Allen Ginsberg offers his uncompromising borscht recipe:
Boil 2 big bunches of chopped beets and beet greens for one hour in two quarts of water with a little salt and a bay leaf, an one cup of sugar as for lemonade. When cooked, add enough lemon to balance the sugar, as for lemonade (4 or 5 lemons or more).
Icy chill; serve with hot boiled potatoes on side and a dollop of sour cream in the middle of red cold beet soup. On side also: spring salad (tomatoes, onions, lettuce, radishes, cucumbers).
Joyce Carol Oates cooks up some disciplined Easter Anise Bread:
1 dozen eggs
1 tablespoon sugar for every egg (¾ cup)
2 cakes yeast
½ cup oil
1 cup butter
1 teaspoon orange juice
1 teaspoon lemon juice
1 teaspoon anise seed
1 pinch salt
9 cups flour
Warm milk, enough to dissolve yeast
Beat eggs; add juices, yeast, and milk and beat slightly.

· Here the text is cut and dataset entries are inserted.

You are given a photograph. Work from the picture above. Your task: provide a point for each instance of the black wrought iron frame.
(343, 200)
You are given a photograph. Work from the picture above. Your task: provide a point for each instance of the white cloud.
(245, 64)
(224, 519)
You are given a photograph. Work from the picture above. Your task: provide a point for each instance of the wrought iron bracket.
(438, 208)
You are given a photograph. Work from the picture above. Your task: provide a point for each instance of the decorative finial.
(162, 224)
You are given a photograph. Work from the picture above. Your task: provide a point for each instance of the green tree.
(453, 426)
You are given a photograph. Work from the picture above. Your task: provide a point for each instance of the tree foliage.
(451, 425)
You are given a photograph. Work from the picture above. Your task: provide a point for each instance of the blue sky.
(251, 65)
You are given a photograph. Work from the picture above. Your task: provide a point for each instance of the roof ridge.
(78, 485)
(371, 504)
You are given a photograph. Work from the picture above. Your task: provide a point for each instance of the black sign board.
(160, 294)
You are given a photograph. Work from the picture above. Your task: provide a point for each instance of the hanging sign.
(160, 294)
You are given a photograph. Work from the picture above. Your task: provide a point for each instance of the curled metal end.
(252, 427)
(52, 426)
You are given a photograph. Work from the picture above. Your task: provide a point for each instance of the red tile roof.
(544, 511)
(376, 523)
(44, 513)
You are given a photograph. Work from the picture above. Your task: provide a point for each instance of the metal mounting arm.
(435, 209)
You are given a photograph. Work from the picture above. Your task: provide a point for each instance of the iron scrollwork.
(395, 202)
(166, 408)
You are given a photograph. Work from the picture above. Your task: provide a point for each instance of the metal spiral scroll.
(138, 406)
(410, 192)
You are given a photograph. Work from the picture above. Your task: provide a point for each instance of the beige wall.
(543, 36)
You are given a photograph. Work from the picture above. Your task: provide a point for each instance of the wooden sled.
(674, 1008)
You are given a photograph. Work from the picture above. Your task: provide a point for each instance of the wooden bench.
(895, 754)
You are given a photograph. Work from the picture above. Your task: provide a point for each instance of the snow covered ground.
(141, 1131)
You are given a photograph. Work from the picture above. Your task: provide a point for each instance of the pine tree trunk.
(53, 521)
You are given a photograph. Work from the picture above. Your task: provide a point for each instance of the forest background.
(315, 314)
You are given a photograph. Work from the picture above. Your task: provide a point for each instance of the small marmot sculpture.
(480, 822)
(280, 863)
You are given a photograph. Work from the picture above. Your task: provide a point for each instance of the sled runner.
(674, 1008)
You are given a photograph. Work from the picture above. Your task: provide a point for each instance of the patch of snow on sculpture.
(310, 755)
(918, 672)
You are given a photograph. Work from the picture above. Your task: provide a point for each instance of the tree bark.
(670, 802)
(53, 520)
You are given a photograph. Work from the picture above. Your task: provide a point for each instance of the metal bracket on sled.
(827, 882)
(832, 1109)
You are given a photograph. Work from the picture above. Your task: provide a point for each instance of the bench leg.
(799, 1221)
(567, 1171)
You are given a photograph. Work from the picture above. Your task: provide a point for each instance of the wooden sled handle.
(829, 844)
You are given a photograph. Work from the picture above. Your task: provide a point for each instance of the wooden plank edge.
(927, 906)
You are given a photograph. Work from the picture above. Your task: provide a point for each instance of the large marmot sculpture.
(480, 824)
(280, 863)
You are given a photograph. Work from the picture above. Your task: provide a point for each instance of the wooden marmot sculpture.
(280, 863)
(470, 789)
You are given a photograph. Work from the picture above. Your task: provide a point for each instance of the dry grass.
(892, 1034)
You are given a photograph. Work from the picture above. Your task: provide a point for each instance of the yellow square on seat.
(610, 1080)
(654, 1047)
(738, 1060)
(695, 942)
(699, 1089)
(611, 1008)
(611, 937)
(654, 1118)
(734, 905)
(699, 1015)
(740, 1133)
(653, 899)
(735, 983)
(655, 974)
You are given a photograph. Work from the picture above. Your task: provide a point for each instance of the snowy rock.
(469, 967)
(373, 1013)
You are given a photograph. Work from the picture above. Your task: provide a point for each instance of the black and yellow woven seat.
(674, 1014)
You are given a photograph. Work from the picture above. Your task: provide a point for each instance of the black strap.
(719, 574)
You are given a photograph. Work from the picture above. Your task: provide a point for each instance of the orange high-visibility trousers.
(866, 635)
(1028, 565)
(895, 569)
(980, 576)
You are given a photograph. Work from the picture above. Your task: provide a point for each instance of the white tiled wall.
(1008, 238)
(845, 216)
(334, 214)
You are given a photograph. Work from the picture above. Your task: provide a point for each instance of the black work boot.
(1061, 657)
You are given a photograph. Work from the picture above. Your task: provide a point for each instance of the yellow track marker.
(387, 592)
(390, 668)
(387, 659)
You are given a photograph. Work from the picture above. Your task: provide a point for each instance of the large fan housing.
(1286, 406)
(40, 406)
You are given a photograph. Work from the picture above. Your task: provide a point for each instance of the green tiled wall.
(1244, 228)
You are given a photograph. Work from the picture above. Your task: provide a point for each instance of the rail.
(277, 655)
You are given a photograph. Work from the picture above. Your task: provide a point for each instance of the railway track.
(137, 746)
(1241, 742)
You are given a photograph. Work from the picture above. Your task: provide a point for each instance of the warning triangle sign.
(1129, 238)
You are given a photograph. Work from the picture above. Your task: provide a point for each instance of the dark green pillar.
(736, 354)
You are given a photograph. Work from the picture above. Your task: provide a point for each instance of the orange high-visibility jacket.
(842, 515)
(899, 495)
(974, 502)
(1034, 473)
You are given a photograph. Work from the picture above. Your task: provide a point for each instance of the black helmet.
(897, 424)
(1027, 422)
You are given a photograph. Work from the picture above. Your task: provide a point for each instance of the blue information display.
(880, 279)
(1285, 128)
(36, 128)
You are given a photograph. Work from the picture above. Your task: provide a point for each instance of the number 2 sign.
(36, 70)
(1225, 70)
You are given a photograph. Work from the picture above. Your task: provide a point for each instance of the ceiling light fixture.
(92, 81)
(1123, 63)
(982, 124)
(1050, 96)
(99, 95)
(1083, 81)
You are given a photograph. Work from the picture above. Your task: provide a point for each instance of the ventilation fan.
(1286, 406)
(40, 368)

Mix flour, sugar, salt, and anise. Now add to liquid mixture and mix until well blended. Let rise in bowl until nearly double in size. Punch down. Let rise again. Shape into four loaves. Place in greased pans. Let rise and bake for 20-30 minutes at 350 degrees.
Muriel Rukeyser makes an irreverent Omelette Philleo:
On the side of variousness in life, this is my omelette. It is made with all the combining of egg yolks and milk (or, for weight watchers, water) beaten, and egg whites and salt, beaten; the folding, slashing, and then the variation: fill with slices of cranberry sauce for a tart and various omelette. It is named for Philleo Nash, friend, former Commissioner of Indian Affairs, and Cranberry Prince.
I do not mention my pickled watermelon rind with scotch. Nor others.
Ultimately, what John Keats’s Porridge offers, besides the promise of some filling dishes, is an apt metaphor for poetry itself — even creativity at large — as an endless cycle of borrowing, remix, and transformation. As William Cole eloquently puts it in the introduction,
It’s interesting to note that nearly ninety per cent of all the recipes submitted are either the poet’s original recipe or his variation on a standard recipe. Few poets, it would seem, are willing to claim as favorite any old run of the mill standard recipe. This is not surprising when we consider the nature of the Beast: the poet as creator, inventor, who makes out of a few necessary ingredients a magic potion.